5. Environment Mismatch
Sometimes, the gremlins are hiding in your environment. PaddlePaddle Version: Double-check that the PaddlePaddle version used for training, exporting, and inference are consistent. CUDA/CUDNN Versions: Ensure that your CUDA and CUDNN versions are compatible with your PaddlePaddle version. Python Dependencies: Verify that all necessary Python packages are installed and that there are no version conflicts. Environment inconsistencies can be subtle but impactful. Consider using a virtual environment (e.g., conda, venv) to isolate your project dependencies and ensure consistency. Document your environment setup to make it easier to reproduce your results on different machines. If you're using Docker, make sure that your Dockerfile accurately captures your environment requirements. Regularly testing your deployments in different environments can help you catch and resolve environment-related issues early on. By paying close attention to your environment setup, you can minimize the risk of unexpected errors and ensure that your models perform consistently across different platforms.

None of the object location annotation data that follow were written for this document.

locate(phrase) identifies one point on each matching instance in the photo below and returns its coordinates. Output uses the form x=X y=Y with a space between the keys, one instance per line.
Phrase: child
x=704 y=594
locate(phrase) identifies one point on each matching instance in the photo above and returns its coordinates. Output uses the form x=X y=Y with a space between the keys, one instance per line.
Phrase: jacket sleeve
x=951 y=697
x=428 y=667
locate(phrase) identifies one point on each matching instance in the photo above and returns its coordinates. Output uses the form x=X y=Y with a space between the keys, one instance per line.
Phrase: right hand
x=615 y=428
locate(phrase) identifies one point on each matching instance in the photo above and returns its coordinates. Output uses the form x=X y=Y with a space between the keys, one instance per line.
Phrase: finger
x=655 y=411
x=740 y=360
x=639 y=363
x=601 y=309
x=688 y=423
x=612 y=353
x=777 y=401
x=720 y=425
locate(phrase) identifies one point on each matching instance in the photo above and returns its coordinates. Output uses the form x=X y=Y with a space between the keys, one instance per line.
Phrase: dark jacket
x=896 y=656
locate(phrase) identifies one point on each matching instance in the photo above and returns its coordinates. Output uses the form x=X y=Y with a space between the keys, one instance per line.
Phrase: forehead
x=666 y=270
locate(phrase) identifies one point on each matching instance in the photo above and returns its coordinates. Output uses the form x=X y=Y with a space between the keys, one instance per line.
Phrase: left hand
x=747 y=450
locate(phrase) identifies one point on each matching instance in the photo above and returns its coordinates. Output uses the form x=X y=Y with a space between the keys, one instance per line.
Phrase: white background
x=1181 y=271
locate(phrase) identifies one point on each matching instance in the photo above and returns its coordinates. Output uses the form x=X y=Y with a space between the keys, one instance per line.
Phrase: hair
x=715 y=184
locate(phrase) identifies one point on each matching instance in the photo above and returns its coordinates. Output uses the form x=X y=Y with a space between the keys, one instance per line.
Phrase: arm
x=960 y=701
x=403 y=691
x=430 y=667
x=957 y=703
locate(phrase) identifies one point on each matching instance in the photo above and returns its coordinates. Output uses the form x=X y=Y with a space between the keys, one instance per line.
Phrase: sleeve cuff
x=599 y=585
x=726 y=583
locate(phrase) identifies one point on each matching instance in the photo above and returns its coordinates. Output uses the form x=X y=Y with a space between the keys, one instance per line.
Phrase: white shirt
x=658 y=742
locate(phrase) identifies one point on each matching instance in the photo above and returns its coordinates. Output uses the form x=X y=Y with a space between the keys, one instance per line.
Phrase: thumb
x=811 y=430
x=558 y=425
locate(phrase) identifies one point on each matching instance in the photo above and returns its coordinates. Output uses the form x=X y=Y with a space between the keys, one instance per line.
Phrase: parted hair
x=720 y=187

Specific to the User's Case
The user mentioned that mot_ppyoloe_l_36e_ppvehicle9cls.pdparams
and fairmot_dla34_30e_1088x608_bdd100kmot_vehicle.pdparams
worked fine. This suggests the issue is specific to the mcfairmot_dla34_30e_1088x608_visdrone.pdparams
model or its export configuration. Input Shape Anomaly: It's possible that this specific model has a unique input shape requirement that's not being met during export or inference. Model-Specific Preprocessing: There might be specific preprocessing steps required for this model that are different from the others. Layer Compatibility: Certain layers or operations within this model might not be fully compatible with the static graph export process or TensorRT. Investigate the model's configuration file for any unique requirements or settings. If you have access to the model's training code, review it to understand its input expectations and preprocessing steps. Consider reaching out to the PaddleDetection community or the model's authors for specific guidance. They might be able to provide insights into the model's quirks and potential solutions. By focusing on the unique characteristics of this particular model, you can narrow down the potential causes of the error and find a targeted solution.
Final Thoughts
Debugging these kinds of errors can be a bit of a detective game, but by systematically checking each area, you'll get there! Remember, the key is to break down the problem, verify each component, and don't be afraid to dig into the details. Happy coding, and let me know if you have more questions!
By methodically addressing each of these areas, you'll be well-equipped to tackle this pesky error and get your mcfairmot model up and running smoothly. Remember, persistence and a systematic approach are your best friends when debugging! Also, don't hesitate to tap into the PaddlePaddle community – they are a wealth of knowledge and can provide invaluable assistance.